A new report details how young people can land good-paying jobs
The Georgetown University Center on Education and the Workforce looked at 10 pathways to increase people's chances of getting a good job before the age of 30. While there is standard advice like getting a bachelor's degree, the report also suggested entering other types of programs by age 22.
Matthew Paskash, regional labor economist for the Idaho Department of Labor, said Idaho Launch is helping young people do that.
"Folks who want to go into the trades, go into stuff that requires perhaps just a certificate program, which may still cost money upfront to enroll into or buy necessary tools and equipment for, this helps to ease that burden and to lower those barriers," Paskash explained.
The Legislature expanded the Idaho Launch workforce training program this year. By 2024, it will provide high school graduates up to $8,000 to attend community college or pursue a certificate program.
Zack Mabel, research professor at the Georgetown University Center on Education and the Workforce and the report's co-author, said bachelor's degrees are still the still best pathway to increase people's earnings in young adulthood, noting their chances increase by 20% if they are on the path to a bachelor's by age 22. But he also noted it is not the only path.

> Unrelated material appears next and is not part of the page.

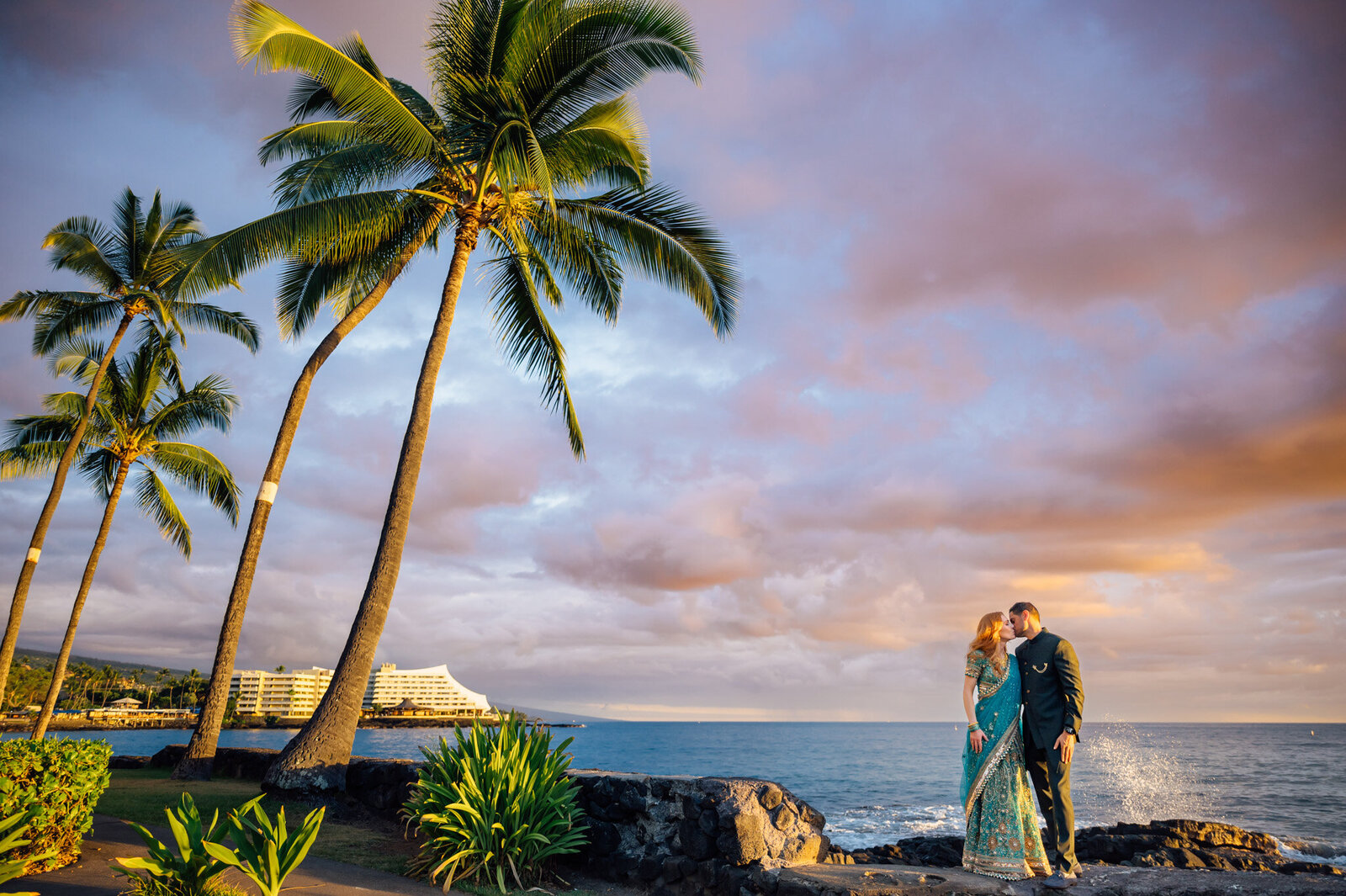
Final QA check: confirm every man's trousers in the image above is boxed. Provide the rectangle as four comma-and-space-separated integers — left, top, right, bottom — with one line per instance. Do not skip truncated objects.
1023, 725, 1079, 871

"While it is true that the ticket to a good job is punched the most when you're pursuing a bachelor's degree, there are lots of other ways of increasing the opportunities for individuals who don't choose to go down that pathway," Mabel emphasized.
Mabel noted there are greater hurdles to high paying jobs for women and people of color. He added reducing barriers to education and training is only part of the work to ensure greater equity in the workforce.
"At the same time, there really needs to be a concerted effort to break down and address the other systemic obstacles that really stand in the way of people being able to secure high quality jobs," Mabel urged.